Titled simply Mystic and published by Marvel's 1950s iteration, Atlas Comics, this was a 61-issue horror-suspense anthology (March 1951-Aug. 1957).

Mystic debuted shortly before Atlas' Strange Tales, increasing the company's science fiction/fantasy/horror line from four titles to six. Begun prior to the creation of the comic-book industry's self-censorship board, the Comics Code Authority, Mystic softened its horror when it went under the auspices of the Comics Code beginning with issue #37 (May 1955). The series' contributors included artists Bill Everett and John Severin.
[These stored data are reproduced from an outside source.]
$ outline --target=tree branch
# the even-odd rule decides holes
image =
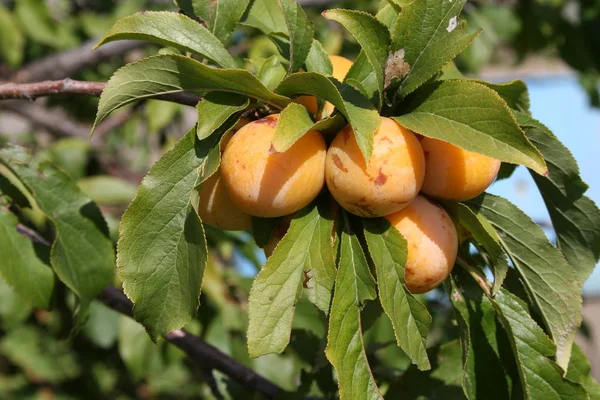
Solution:
[[[104,304],[121,314],[129,315],[130,317],[133,316],[133,303],[117,288],[109,286],[98,297]],[[165,339],[183,350],[200,366],[221,371],[248,389],[258,391],[268,397],[275,397],[283,393],[283,389],[273,382],[240,364],[185,329],[171,331],[167,333]]]
[[[1,87],[1,86],[0,86]],[[34,125],[40,126],[58,138],[76,137],[90,140],[90,126],[78,124],[67,118],[64,113],[48,110],[34,103],[20,100],[10,100],[0,103],[0,107],[28,119]],[[92,141],[93,147],[98,147],[100,142]]]
[[[114,57],[123,56],[131,50],[149,44],[138,40],[123,40],[107,43],[93,50],[92,48],[97,41],[97,39],[91,39],[75,49],[33,61],[13,74],[10,80],[12,82],[24,83],[46,79],[63,79],[85,68],[100,64]]]
[[[55,94],[78,94],[86,96],[100,96],[106,83],[76,81],[65,78],[58,81],[42,81],[35,83],[0,83],[0,100],[26,99],[35,100],[38,97]],[[170,101],[195,107],[200,101],[200,96],[193,93],[178,92],[161,94],[152,97],[157,100]]]
[[[30,240],[50,246],[50,243],[33,229],[17,225],[17,231],[27,236]],[[113,310],[133,318],[133,303],[119,289],[108,286],[98,295],[98,299]],[[183,350],[192,360],[203,369],[216,369],[233,378],[244,387],[272,398],[282,394],[282,388],[257,374],[250,368],[240,364],[235,359],[222,353],[200,338],[192,335],[185,329],[176,329],[165,335],[165,339]],[[209,383],[210,384],[210,383]]]
[[[0,100],[25,99],[35,100],[38,97],[54,94],[82,94],[87,96],[100,96],[106,83],[83,82],[72,79],[59,81],[42,81],[35,83],[5,82],[0,84]]]

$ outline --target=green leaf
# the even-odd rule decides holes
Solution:
[[[310,300],[325,313],[329,311],[335,277],[332,230],[333,220],[325,206],[309,206],[292,220],[252,284],[248,300],[250,357],[281,353],[288,345],[305,276],[312,283]]]
[[[479,35],[468,34],[458,21],[465,2],[422,0],[402,7],[392,32],[392,50],[404,49],[404,61],[410,66],[402,96],[427,82]]]
[[[188,132],[150,169],[121,219],[119,275],[155,341],[198,309],[207,248],[192,191],[218,168],[219,139]]]
[[[94,128],[108,114],[126,104],[186,90],[238,93],[263,100],[275,108],[284,108],[290,102],[267,89],[249,71],[211,68],[179,55],[154,56],[128,64],[114,73],[100,97]]]
[[[134,382],[139,382],[155,370],[164,371],[160,359],[161,346],[148,338],[142,325],[121,315],[118,338],[119,356]]]
[[[462,270],[455,271],[449,286],[461,339],[462,386],[467,398],[512,398],[519,375],[508,337],[496,323],[492,302]]]
[[[44,0],[20,0],[14,4],[19,25],[33,42],[58,50],[80,44],[80,38],[74,32],[76,21],[62,20],[58,23]]]
[[[358,57],[356,57],[356,61],[346,74],[344,82],[360,90],[363,96],[370,99],[373,104],[381,105],[381,99],[378,96],[377,75],[364,51],[361,50],[358,53]]]
[[[288,72],[296,72],[304,65],[313,44],[314,29],[296,0],[279,0],[290,39]]]
[[[0,208],[0,275],[23,299],[49,310],[54,293],[54,273],[36,255],[34,243],[19,232],[19,220]]]
[[[583,283],[600,257],[600,210],[583,195],[588,186],[575,158],[558,138],[539,127],[526,127],[525,134],[548,164],[548,176],[531,176],[546,203],[558,247]]]
[[[334,366],[340,399],[382,399],[365,353],[360,310],[376,298],[375,280],[356,235],[342,232],[325,354]]]
[[[58,341],[33,326],[22,326],[5,335],[0,352],[37,382],[57,384],[81,373],[78,358],[66,341]]]
[[[194,11],[206,22],[210,32],[226,45],[249,3],[249,0],[196,1]]]
[[[517,79],[503,83],[491,83],[481,80],[473,80],[473,82],[481,83],[498,93],[513,110],[529,112],[531,106],[529,90],[527,90],[527,85],[522,80]]]
[[[581,324],[581,285],[575,271],[542,228],[508,200],[484,194],[467,205],[499,232],[504,251],[556,343],[557,363],[566,369]]]
[[[94,175],[77,181],[77,186],[92,201],[101,205],[128,204],[137,186],[116,176]]]
[[[446,342],[430,350],[432,369],[419,371],[411,365],[398,380],[390,385],[388,399],[466,399],[461,388],[461,349],[458,340]]]
[[[496,176],[496,182],[502,179],[510,178],[517,169],[517,167],[518,165],[516,164],[508,164],[505,162],[500,164],[500,170],[498,171],[498,175]]]
[[[585,389],[564,379],[561,368],[548,358],[554,355],[555,345],[521,300],[501,289],[493,303],[517,357],[525,399],[587,400]]]
[[[352,126],[365,160],[371,158],[373,135],[379,128],[381,119],[373,105],[356,89],[333,78],[306,72],[288,76],[279,84],[276,92],[288,97],[312,94],[333,104]]]
[[[160,134],[163,129],[175,122],[176,118],[183,113],[183,107],[182,104],[168,101],[146,101],[142,112],[148,124],[148,133],[150,135]]]
[[[377,272],[379,300],[392,321],[396,342],[420,370],[427,370],[431,367],[427,357],[431,316],[405,286],[406,240],[385,219],[365,218],[363,225]]]
[[[377,15],[375,15],[377,21],[381,22],[388,31],[392,31],[394,26],[396,25],[396,20],[398,19],[398,10],[396,10],[395,5],[390,3],[385,4],[382,8],[377,11]],[[389,35],[389,33],[388,33]]]
[[[12,330],[23,324],[32,311],[33,306],[23,300],[0,276],[0,328],[5,332]]]
[[[53,142],[35,155],[38,162],[48,161],[78,180],[87,174],[92,149],[90,141],[80,138],[64,138]]]
[[[110,349],[117,340],[121,314],[97,300],[90,304],[88,314],[83,332],[96,346]]]
[[[219,129],[234,114],[237,114],[250,104],[248,98],[231,93],[208,93],[198,103],[198,123],[196,135],[198,139],[206,139]]]
[[[506,103],[479,83],[450,80],[427,85],[409,101],[405,114],[395,119],[421,135],[523,164],[541,175],[547,172],[544,158],[525,137]]]
[[[590,361],[577,344],[573,345],[573,354],[571,355],[571,362],[567,370],[567,379],[571,382],[581,384],[590,396],[590,400],[600,399],[600,385],[598,385],[598,382],[592,376]]]
[[[437,77],[437,80],[451,79],[480,83],[498,93],[498,95],[506,102],[506,105],[511,109],[524,113],[529,112],[529,107],[531,105],[529,101],[529,90],[527,89],[525,82],[520,79],[502,83],[492,83],[480,79],[469,79],[458,70],[456,64],[452,61],[446,64]]]
[[[17,159],[10,151],[0,152],[1,162],[10,166],[54,225],[54,272],[84,303],[90,301],[114,276],[114,248],[102,213],[67,174],[46,162]]]
[[[277,56],[271,56],[260,66],[256,75],[269,90],[274,90],[287,74]]]
[[[490,268],[494,271],[492,294],[495,295],[502,286],[509,268],[506,254],[500,245],[498,233],[487,219],[475,214],[466,205],[450,201],[443,202],[443,205],[452,216],[453,221],[462,226],[468,235],[472,236],[475,246],[483,249],[489,256]]]
[[[336,113],[319,120],[312,126],[312,129],[321,132],[325,137],[334,137],[344,126],[346,126],[346,120],[341,114]]]
[[[174,12],[144,11],[118,20],[94,48],[115,40],[145,40],[208,58],[225,68],[237,64],[219,39],[200,23]]]
[[[327,51],[317,39],[313,39],[312,46],[310,46],[310,51],[306,57],[306,70],[327,76],[333,74],[333,65],[331,65],[329,54],[327,54]]]
[[[304,106],[296,103],[288,104],[277,121],[271,142],[273,150],[277,153],[287,151],[306,132],[313,129],[314,125],[315,123]]]
[[[130,39],[190,52],[225,68],[237,67],[219,39],[202,24],[184,14],[143,11],[123,17],[114,23],[94,48],[116,40]]]
[[[23,61],[25,37],[13,15],[0,4],[0,57],[15,68]]]
[[[375,17],[362,11],[328,10],[323,13],[323,16],[342,24],[360,44],[377,78],[379,104],[381,104],[385,62],[391,42],[390,32]]]
[[[248,8],[244,24],[260,30],[265,35],[288,33],[283,10],[277,0],[254,0]]]

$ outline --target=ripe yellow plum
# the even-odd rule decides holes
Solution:
[[[244,126],[249,121],[242,118],[238,125]],[[244,121],[242,123],[242,121]],[[238,126],[236,125],[237,129]],[[227,132],[221,140],[221,149],[224,149],[231,140],[233,132]],[[227,188],[221,178],[221,168],[206,181],[200,188],[200,201],[198,202],[198,215],[202,222],[215,228],[228,231],[245,231],[252,228],[252,217],[240,210],[229,198]]]
[[[419,193],[425,159],[411,131],[391,118],[381,118],[368,163],[350,125],[327,151],[325,179],[336,201],[352,214],[382,217],[406,207]]]
[[[440,285],[452,271],[458,252],[456,228],[448,213],[423,196],[385,217],[407,241],[406,287],[425,293]]]
[[[423,138],[425,180],[421,191],[433,197],[465,201],[483,193],[496,179],[501,162],[450,143]]]
[[[242,127],[221,160],[221,175],[231,200],[257,217],[281,217],[308,205],[324,184],[326,144],[309,131],[292,147],[275,153],[271,140],[279,114]]]
[[[252,217],[233,204],[220,170],[208,178],[200,190],[198,215],[202,222],[228,231],[252,229]]]
[[[294,102],[303,105],[311,115],[315,115],[319,109],[317,98],[315,96],[298,96],[294,99]]]

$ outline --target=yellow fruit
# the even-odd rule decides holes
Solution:
[[[385,217],[407,241],[406,287],[425,293],[452,271],[458,251],[456,228],[444,209],[422,196],[403,210]]]
[[[419,141],[391,118],[381,118],[368,165],[350,125],[327,151],[329,191],[343,208],[362,217],[382,217],[406,207],[419,193],[424,175]]]
[[[294,99],[294,102],[302,104],[311,115],[315,115],[319,109],[317,98],[315,96],[298,96]]]
[[[257,217],[281,217],[308,205],[324,183],[326,145],[319,131],[309,131],[283,153],[271,140],[279,114],[241,128],[221,161],[221,175],[231,200]]]
[[[202,184],[198,215],[202,222],[215,228],[228,231],[252,229],[252,217],[231,202],[220,170]]]
[[[331,65],[333,65],[333,77],[338,81],[342,82],[348,74],[348,71],[350,71],[350,67],[352,67],[352,61],[341,56],[329,56],[329,60],[331,61]],[[326,101],[323,104],[321,118],[326,118],[330,116],[333,113],[334,109],[334,105]]]
[[[421,191],[442,199],[465,201],[483,193],[496,179],[501,162],[450,143],[423,138],[425,180]]]
[[[242,118],[234,129],[239,129],[249,121]],[[227,132],[221,139],[221,149],[227,146],[233,132]],[[245,231],[252,228],[252,217],[231,202],[227,188],[221,178],[221,168],[206,181],[200,188],[200,201],[198,202],[198,215],[202,222],[215,228],[228,231]]]

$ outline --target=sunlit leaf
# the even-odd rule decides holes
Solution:
[[[401,83],[402,96],[427,82],[477,37],[479,32],[470,35],[458,21],[466,1],[421,0],[402,7],[392,31],[392,50],[404,49],[410,67]]]
[[[296,0],[279,0],[287,25],[290,44],[288,72],[295,72],[304,61],[313,44],[314,29],[304,10]]]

Mystic ran until the collapse of American News Company, Atlas' distributor, which forced Atlas to undergo drastic restructuring and the cancellation of most of its titles.

==Collected editions==
- Marvel Masterworks: Golden Age Mystic Comics Volume 1 (Mystic Comics #1-4) Will Murray's introduction hypes how much better the content of the second volume would be, but it was never published.